One, Auto-Encoder (AE)
The purpose of the autoencoder is to train itself, and its input and output are the same. For example, a 28*28 black and white handwritten digital picture (single channel), if expressed in matrix form, the really useful features are the places where the value is 1, and their positions in the matrix space. Whereas most of the edge parts are 0, they are redundant features for a specific task.
If you do not use CNN for feature extraction, the common method is to amortize the matrix into a 784-dimensional vector, and then instantiate this vector into a Tensor as the input of the neural network. The purpose of AE is to compress this 784-dimensional vector into a low-dimensional vector. This low-dimensional vector needs to be able to represent the 784-dimensional input of the original input.
For example: the handwritten digital picture is 5 pictures, and after amortized to 784 dimensions, AE is used to reduce the dimension, and a 20-dimensional vector is obtained. Assuming that the original picture obeys a 784-dimensional Gaussian distribution, after learning through AE, it becomes Becomes a Gaussian distribution that obeys 20 dimensions. Similarly, a picture with a handwritten digital picture of 6 will also be compressed into a Gaussian distribution that obeys 20 dimensions. But note that although pictures 5 and 6 both obey the Gaussian distribution with a dimension of 20, their mean vector and variance vector must be significantly different. Note: In fact, the code encoding vector distribution of AE is unknown, and it is assumed to obey the Gaussian distribution here.
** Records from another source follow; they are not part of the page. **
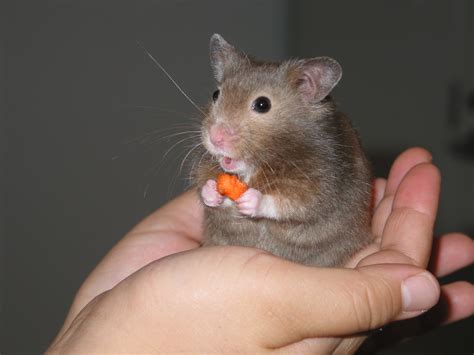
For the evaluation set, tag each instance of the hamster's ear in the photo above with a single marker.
(224, 57)
(318, 76)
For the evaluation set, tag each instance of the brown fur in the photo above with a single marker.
(305, 154)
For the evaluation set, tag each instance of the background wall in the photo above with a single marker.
(86, 110)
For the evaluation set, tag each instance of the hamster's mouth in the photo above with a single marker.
(231, 165)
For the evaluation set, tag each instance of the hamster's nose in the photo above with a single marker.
(221, 136)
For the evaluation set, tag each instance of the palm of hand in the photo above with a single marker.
(177, 227)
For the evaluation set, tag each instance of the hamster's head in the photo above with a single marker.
(263, 112)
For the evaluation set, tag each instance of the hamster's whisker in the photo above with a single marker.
(159, 131)
(174, 145)
(155, 108)
(187, 155)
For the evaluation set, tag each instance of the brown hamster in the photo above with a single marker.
(276, 127)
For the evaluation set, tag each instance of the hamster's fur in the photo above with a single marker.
(310, 180)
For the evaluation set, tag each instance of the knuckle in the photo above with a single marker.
(373, 304)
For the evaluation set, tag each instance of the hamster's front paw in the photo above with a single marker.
(249, 203)
(209, 194)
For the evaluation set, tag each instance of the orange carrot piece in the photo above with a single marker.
(230, 186)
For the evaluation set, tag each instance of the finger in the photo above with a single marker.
(458, 301)
(408, 232)
(379, 190)
(182, 215)
(451, 252)
(404, 162)
(302, 302)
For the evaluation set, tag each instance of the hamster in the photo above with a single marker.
(275, 126)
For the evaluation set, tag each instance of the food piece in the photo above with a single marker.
(230, 186)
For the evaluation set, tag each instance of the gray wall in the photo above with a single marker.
(79, 88)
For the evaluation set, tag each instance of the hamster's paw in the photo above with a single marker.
(249, 203)
(209, 194)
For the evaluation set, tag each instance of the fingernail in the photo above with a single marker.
(420, 292)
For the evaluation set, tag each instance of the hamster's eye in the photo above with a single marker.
(261, 104)
(215, 95)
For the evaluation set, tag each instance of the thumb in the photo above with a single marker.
(339, 302)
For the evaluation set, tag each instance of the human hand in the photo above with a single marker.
(235, 298)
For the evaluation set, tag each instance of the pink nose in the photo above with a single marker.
(221, 136)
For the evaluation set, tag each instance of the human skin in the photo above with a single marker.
(158, 291)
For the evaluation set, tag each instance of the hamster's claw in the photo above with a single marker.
(249, 203)
(210, 196)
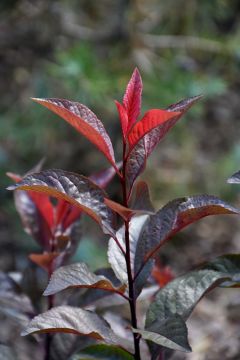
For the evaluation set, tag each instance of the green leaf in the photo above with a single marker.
(74, 188)
(169, 220)
(67, 319)
(105, 352)
(170, 333)
(181, 295)
(78, 276)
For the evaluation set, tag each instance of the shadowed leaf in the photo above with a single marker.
(45, 261)
(170, 333)
(72, 320)
(181, 295)
(76, 189)
(142, 199)
(78, 276)
(13, 303)
(104, 177)
(104, 352)
(173, 217)
(33, 222)
(84, 121)
(137, 158)
(123, 116)
(235, 178)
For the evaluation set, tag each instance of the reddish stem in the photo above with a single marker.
(132, 297)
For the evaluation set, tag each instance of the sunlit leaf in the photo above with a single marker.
(170, 333)
(72, 320)
(155, 118)
(181, 295)
(84, 121)
(173, 217)
(137, 158)
(78, 276)
(76, 189)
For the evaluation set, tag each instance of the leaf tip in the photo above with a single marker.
(11, 187)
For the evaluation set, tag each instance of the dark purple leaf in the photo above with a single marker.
(76, 189)
(132, 98)
(168, 221)
(235, 178)
(67, 319)
(84, 121)
(78, 276)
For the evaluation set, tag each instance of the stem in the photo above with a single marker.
(48, 338)
(132, 297)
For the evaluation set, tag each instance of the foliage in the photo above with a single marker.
(132, 247)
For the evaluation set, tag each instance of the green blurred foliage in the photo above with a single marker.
(86, 51)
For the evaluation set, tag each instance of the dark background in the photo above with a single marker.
(86, 51)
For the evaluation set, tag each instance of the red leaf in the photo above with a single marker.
(84, 121)
(123, 117)
(137, 157)
(104, 177)
(44, 206)
(152, 119)
(132, 98)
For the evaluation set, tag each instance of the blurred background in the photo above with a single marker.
(85, 51)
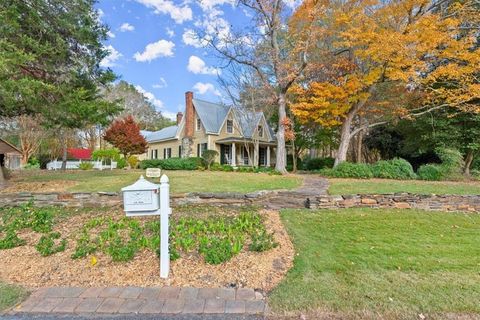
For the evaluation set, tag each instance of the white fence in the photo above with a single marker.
(72, 165)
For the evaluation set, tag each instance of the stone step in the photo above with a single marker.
(137, 300)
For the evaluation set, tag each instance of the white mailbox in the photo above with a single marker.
(141, 198)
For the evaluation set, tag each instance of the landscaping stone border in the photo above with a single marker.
(136, 300)
(281, 199)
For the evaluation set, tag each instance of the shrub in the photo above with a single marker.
(432, 172)
(227, 168)
(208, 157)
(133, 162)
(349, 170)
(121, 163)
(173, 163)
(86, 166)
(452, 162)
(393, 169)
(7, 173)
(318, 163)
(450, 168)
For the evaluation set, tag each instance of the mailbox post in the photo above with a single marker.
(144, 198)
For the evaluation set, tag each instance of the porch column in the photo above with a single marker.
(268, 156)
(234, 155)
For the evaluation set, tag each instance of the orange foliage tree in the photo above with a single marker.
(418, 47)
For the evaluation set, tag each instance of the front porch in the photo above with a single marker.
(240, 152)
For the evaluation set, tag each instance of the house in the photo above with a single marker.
(10, 156)
(241, 138)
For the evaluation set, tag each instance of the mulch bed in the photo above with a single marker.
(263, 271)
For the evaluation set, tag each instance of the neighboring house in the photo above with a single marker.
(241, 138)
(10, 156)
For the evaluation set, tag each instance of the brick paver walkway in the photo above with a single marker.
(136, 300)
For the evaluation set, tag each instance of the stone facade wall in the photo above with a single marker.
(263, 198)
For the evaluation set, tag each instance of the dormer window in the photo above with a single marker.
(229, 126)
(199, 124)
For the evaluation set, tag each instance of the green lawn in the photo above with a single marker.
(180, 181)
(10, 295)
(353, 186)
(391, 262)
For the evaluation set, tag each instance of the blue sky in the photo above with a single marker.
(151, 46)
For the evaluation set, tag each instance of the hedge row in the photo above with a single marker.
(388, 169)
(173, 163)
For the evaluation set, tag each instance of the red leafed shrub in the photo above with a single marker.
(125, 135)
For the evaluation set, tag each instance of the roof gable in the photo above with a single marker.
(211, 114)
(167, 133)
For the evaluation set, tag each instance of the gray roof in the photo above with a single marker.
(249, 121)
(163, 134)
(145, 133)
(211, 114)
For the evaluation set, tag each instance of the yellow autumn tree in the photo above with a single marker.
(421, 46)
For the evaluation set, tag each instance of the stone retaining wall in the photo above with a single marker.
(397, 200)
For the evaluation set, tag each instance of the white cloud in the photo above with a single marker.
(179, 13)
(203, 88)
(113, 56)
(210, 4)
(170, 115)
(198, 66)
(190, 38)
(161, 48)
(161, 84)
(170, 32)
(150, 97)
(126, 27)
(100, 14)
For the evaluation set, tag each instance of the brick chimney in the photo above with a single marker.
(179, 117)
(189, 114)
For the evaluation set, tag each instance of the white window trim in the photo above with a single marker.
(198, 124)
(226, 124)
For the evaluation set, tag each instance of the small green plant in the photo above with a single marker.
(217, 250)
(208, 157)
(47, 244)
(262, 241)
(11, 240)
(85, 166)
(133, 162)
(393, 169)
(349, 170)
(431, 172)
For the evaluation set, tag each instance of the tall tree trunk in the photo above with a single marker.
(345, 137)
(64, 153)
(468, 162)
(358, 147)
(281, 157)
(346, 132)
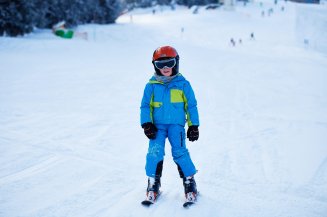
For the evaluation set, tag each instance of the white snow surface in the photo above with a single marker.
(71, 142)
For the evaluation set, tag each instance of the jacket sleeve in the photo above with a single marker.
(191, 106)
(146, 107)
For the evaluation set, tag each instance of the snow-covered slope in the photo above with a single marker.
(70, 140)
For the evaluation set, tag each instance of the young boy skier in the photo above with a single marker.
(168, 103)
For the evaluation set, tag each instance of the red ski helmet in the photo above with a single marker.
(165, 52)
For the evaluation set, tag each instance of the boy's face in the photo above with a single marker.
(166, 71)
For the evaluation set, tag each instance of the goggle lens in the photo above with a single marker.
(160, 64)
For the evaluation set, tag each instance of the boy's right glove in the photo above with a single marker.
(150, 130)
(193, 133)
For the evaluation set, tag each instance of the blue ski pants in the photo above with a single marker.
(156, 151)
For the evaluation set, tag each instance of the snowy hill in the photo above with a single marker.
(70, 140)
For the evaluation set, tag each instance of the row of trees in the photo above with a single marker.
(18, 17)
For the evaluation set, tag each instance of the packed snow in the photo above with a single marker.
(70, 138)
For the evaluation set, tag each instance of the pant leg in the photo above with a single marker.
(156, 152)
(181, 156)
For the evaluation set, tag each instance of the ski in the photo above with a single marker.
(188, 204)
(151, 199)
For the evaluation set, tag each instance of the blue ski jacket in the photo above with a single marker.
(169, 103)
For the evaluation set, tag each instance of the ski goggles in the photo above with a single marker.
(169, 63)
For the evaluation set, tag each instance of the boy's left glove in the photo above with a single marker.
(193, 133)
(150, 130)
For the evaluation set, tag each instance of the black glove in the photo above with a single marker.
(150, 130)
(193, 133)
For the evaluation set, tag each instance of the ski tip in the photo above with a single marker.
(146, 203)
(188, 204)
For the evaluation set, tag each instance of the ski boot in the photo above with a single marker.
(152, 191)
(190, 190)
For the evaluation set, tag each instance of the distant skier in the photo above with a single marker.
(168, 103)
(232, 42)
(60, 30)
(252, 36)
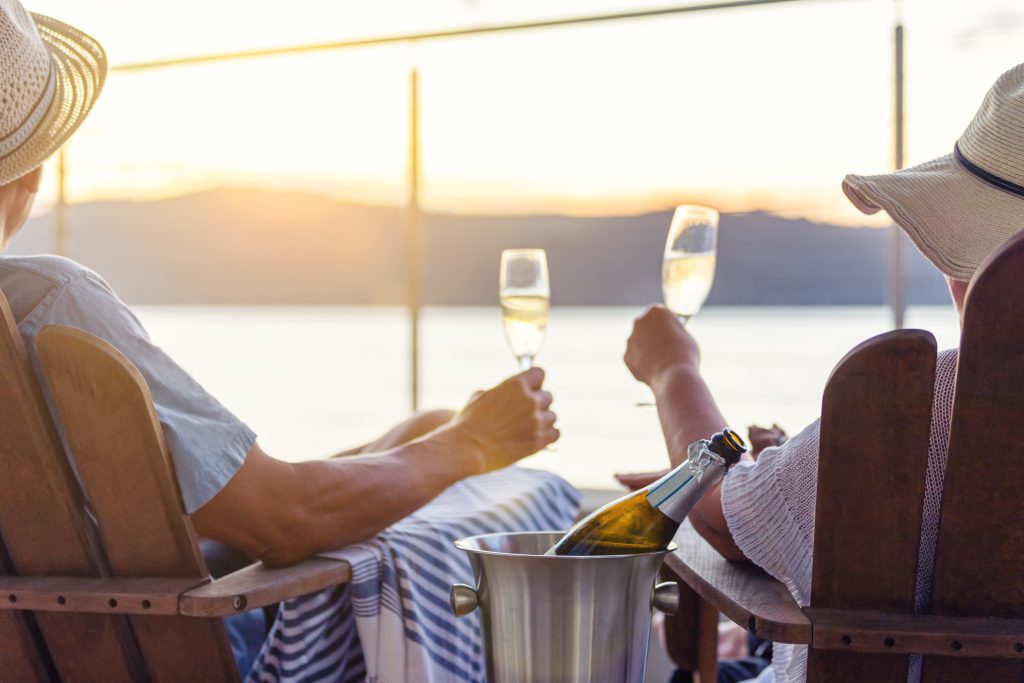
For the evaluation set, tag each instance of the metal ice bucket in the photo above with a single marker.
(557, 620)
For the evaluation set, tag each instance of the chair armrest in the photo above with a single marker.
(742, 592)
(257, 586)
(254, 586)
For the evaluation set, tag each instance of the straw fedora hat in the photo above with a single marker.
(960, 208)
(50, 76)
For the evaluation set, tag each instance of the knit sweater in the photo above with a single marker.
(769, 507)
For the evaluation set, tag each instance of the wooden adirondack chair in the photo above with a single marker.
(129, 597)
(876, 412)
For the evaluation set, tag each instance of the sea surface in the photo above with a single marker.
(312, 381)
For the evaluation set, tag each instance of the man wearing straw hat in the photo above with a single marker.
(957, 210)
(50, 76)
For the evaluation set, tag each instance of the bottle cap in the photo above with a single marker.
(729, 444)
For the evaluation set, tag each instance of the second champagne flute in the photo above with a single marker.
(525, 294)
(688, 263)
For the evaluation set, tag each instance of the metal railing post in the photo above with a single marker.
(413, 236)
(60, 209)
(897, 294)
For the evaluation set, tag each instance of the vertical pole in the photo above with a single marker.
(60, 209)
(897, 298)
(413, 236)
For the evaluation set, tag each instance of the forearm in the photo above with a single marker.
(282, 512)
(686, 409)
(688, 413)
(349, 500)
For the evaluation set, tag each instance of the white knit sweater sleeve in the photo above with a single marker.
(769, 507)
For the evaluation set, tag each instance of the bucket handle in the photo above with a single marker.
(665, 598)
(464, 599)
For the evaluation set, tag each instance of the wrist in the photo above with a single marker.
(679, 371)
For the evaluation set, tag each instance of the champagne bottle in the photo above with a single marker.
(647, 519)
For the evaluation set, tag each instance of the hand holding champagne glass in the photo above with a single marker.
(525, 294)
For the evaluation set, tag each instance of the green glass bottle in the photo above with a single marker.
(647, 519)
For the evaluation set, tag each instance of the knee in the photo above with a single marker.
(427, 421)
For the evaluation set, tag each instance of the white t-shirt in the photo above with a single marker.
(207, 442)
(769, 507)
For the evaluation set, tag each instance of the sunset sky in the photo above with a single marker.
(765, 108)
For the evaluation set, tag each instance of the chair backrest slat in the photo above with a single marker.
(24, 654)
(43, 521)
(110, 425)
(876, 421)
(979, 564)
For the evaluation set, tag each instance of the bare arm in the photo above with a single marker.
(662, 354)
(282, 512)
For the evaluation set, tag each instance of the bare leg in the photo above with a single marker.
(419, 425)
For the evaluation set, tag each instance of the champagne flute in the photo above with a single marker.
(524, 294)
(688, 263)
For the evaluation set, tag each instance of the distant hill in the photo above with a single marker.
(255, 247)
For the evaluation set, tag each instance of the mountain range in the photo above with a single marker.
(233, 246)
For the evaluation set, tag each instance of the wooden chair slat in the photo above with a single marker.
(257, 586)
(979, 563)
(876, 420)
(43, 523)
(24, 654)
(107, 412)
(742, 592)
(22, 659)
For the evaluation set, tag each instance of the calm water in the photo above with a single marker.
(312, 381)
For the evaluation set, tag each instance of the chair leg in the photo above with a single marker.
(691, 635)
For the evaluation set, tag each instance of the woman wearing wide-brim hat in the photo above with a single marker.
(50, 77)
(957, 210)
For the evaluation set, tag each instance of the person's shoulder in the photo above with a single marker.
(50, 269)
(32, 284)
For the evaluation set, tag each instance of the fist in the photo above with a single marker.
(658, 341)
(510, 421)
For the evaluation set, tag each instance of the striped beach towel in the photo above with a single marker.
(392, 623)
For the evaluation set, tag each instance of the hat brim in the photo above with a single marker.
(954, 218)
(80, 70)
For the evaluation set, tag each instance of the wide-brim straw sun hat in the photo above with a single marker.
(50, 76)
(960, 208)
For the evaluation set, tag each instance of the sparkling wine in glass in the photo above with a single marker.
(688, 264)
(525, 294)
(688, 267)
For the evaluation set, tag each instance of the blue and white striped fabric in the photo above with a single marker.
(392, 624)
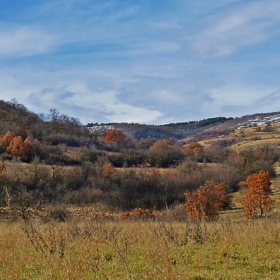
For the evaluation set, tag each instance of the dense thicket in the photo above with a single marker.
(65, 162)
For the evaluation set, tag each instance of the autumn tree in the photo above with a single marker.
(15, 146)
(114, 136)
(195, 149)
(164, 154)
(161, 144)
(108, 170)
(7, 138)
(27, 149)
(256, 200)
(206, 202)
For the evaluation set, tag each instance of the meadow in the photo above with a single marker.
(153, 249)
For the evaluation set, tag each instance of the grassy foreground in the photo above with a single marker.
(141, 250)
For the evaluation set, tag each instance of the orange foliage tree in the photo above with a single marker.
(206, 202)
(256, 200)
(15, 146)
(194, 148)
(108, 170)
(161, 144)
(27, 149)
(114, 135)
(7, 138)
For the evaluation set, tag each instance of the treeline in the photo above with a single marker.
(67, 164)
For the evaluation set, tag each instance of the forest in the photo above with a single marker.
(63, 183)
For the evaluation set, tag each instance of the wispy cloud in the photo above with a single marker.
(230, 30)
(25, 41)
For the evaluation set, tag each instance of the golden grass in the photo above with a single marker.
(142, 250)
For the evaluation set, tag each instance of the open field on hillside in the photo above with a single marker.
(141, 250)
(87, 248)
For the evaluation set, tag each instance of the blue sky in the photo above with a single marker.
(145, 61)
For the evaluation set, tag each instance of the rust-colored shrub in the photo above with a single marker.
(7, 138)
(108, 169)
(161, 144)
(15, 147)
(194, 148)
(114, 136)
(206, 202)
(256, 200)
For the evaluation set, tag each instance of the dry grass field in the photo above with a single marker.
(141, 250)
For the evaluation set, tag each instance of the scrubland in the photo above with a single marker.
(100, 249)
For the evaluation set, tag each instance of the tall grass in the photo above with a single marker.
(92, 249)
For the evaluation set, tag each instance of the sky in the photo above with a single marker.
(143, 61)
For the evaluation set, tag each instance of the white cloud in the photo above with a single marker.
(236, 28)
(25, 41)
(87, 105)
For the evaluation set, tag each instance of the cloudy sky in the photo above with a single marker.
(145, 61)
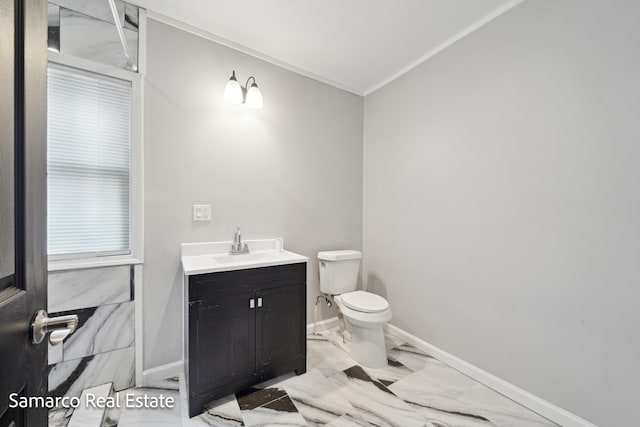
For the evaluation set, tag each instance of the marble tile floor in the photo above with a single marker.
(415, 389)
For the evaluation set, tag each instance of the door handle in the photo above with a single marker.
(58, 328)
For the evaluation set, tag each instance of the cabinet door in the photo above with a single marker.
(222, 340)
(281, 326)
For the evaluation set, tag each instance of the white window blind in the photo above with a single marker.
(88, 164)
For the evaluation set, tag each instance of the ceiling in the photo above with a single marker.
(357, 45)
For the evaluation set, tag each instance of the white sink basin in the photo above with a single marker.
(211, 257)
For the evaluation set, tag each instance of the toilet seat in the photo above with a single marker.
(364, 302)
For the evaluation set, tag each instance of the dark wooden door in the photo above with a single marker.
(23, 261)
(281, 326)
(222, 340)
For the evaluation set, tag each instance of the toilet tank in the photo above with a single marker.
(339, 271)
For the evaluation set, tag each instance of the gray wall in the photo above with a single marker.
(291, 170)
(502, 202)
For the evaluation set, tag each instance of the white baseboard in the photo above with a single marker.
(535, 403)
(323, 325)
(173, 369)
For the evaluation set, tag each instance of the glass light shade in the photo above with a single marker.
(233, 91)
(254, 97)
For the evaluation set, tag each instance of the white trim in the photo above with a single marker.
(323, 325)
(77, 264)
(162, 372)
(442, 46)
(138, 195)
(91, 66)
(247, 50)
(137, 165)
(138, 290)
(523, 397)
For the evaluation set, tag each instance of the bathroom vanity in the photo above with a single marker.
(244, 317)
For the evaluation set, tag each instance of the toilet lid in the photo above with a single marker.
(364, 301)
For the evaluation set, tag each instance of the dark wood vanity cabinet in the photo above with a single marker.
(243, 327)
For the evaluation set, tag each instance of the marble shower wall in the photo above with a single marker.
(102, 347)
(85, 29)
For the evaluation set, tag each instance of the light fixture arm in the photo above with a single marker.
(246, 85)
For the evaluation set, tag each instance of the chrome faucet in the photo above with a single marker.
(236, 246)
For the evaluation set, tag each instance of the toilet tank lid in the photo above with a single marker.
(364, 301)
(339, 255)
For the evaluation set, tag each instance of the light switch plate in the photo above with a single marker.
(202, 212)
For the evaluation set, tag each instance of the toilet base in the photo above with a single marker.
(366, 346)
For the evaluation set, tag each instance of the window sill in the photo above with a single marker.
(77, 264)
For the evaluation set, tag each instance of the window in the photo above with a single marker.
(89, 177)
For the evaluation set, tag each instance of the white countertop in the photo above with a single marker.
(211, 257)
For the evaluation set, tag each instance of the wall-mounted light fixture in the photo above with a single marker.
(246, 94)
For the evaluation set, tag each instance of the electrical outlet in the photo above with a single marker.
(202, 212)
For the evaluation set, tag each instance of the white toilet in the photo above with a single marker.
(364, 312)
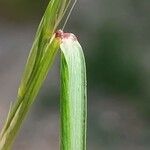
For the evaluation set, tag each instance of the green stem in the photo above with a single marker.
(73, 103)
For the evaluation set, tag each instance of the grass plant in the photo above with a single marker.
(73, 81)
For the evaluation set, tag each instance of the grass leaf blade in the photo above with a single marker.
(73, 95)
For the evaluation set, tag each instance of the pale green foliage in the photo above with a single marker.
(73, 96)
(73, 82)
(39, 61)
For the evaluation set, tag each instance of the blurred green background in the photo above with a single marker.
(115, 36)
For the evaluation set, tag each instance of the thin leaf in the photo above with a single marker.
(73, 95)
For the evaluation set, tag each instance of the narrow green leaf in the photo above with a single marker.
(73, 105)
(40, 59)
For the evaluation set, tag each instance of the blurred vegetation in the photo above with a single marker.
(20, 10)
(115, 37)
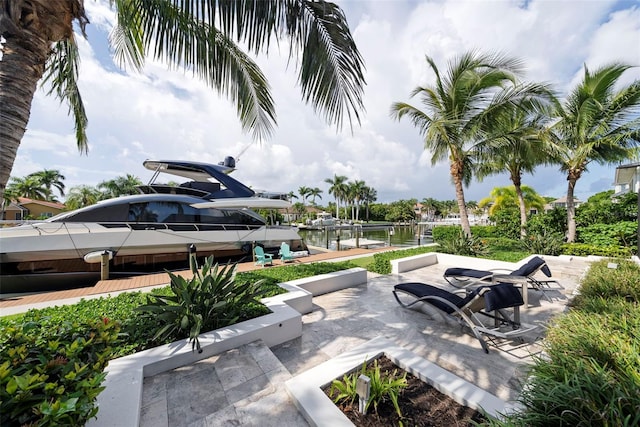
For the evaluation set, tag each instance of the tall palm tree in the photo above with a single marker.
(313, 193)
(81, 196)
(338, 188)
(304, 193)
(508, 197)
(199, 35)
(291, 195)
(120, 186)
(369, 195)
(50, 178)
(457, 110)
(598, 122)
(517, 144)
(29, 187)
(357, 189)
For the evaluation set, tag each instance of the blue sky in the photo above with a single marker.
(165, 114)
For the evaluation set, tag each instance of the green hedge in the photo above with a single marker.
(583, 249)
(590, 374)
(382, 261)
(623, 233)
(447, 232)
(51, 372)
(51, 369)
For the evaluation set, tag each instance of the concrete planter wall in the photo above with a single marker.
(120, 403)
(306, 388)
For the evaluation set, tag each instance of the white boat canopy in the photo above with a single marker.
(244, 202)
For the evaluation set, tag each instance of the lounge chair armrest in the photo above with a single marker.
(505, 270)
(507, 278)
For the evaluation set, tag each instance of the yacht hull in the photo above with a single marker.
(38, 252)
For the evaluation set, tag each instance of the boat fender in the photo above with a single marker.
(96, 256)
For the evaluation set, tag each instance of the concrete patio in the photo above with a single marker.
(246, 385)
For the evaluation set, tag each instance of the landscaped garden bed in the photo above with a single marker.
(418, 403)
(52, 360)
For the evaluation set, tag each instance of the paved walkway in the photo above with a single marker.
(245, 386)
(15, 303)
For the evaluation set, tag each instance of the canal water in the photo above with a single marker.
(405, 235)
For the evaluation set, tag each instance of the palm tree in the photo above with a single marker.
(338, 189)
(304, 193)
(508, 197)
(201, 36)
(120, 186)
(81, 196)
(50, 178)
(313, 193)
(516, 145)
(29, 187)
(458, 108)
(291, 195)
(358, 188)
(369, 195)
(596, 123)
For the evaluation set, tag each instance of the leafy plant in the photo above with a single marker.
(383, 385)
(544, 243)
(382, 261)
(583, 249)
(590, 374)
(623, 233)
(464, 245)
(52, 374)
(209, 300)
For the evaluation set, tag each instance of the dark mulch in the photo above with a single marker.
(421, 406)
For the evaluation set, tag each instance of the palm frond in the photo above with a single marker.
(61, 72)
(330, 75)
(171, 34)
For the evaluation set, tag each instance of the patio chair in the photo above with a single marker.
(262, 258)
(285, 253)
(460, 277)
(467, 310)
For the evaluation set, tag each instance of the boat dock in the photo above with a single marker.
(361, 243)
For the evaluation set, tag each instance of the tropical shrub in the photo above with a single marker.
(383, 385)
(590, 373)
(485, 231)
(507, 223)
(553, 221)
(545, 243)
(602, 281)
(601, 208)
(503, 249)
(464, 245)
(51, 372)
(382, 261)
(211, 299)
(445, 232)
(582, 249)
(623, 233)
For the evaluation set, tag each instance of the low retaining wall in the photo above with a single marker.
(120, 403)
(306, 388)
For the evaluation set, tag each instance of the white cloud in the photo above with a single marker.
(168, 114)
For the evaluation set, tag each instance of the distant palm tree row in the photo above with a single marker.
(38, 186)
(352, 194)
(484, 121)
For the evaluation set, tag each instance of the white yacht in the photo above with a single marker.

The code of AE is as follows:
import numpy as np
import matplotlib.pyplot as plt
from keras.datasets import mnist
from keras.models import Model
from keras.layers import Input, Dense
# 加载MNIST数据集
(x_train, _), (x_test, _) = mnist.load_data()
# 设置潜在特征维度
latent_size =64
# 数据预处理
x_train = x_train.astype('float32') / 255.
x_test = x_test.astype('float32') / 255.
x_train = x_train.reshape((len(x_train), np.prod(x_train.shape[1:])))
x_test = x_test.reshape((len(x_test), np.prod(x_test.shape[1:])))
# 定义输入层
input_img = Input(shape=(784,))
# 定义编码层
encoded = Dense(latent_size =64, activation='relu')(input_img)
# 定义解码层
decoded = Dense(784, activation='sigmoid')(encoded)
# 构建自编码器模型
autoencoder = Model(input_img, decoded)
# 编译模型
autoencoder.compile(optimizer='adam', loss='mse') #mse尽可能使每一个像素与原来的接近
# 训练自编码器
autoencoder.fit(x_train, x_train,
epochs=50,
batch_size=256,
shuffle=True,
validation_data=(x_test, x_test))
# 构建编码器模型
encoder = Model(input_img, encoded)
# 构建解码器模型
encoded_input = Input(shape=(latent_size =64,))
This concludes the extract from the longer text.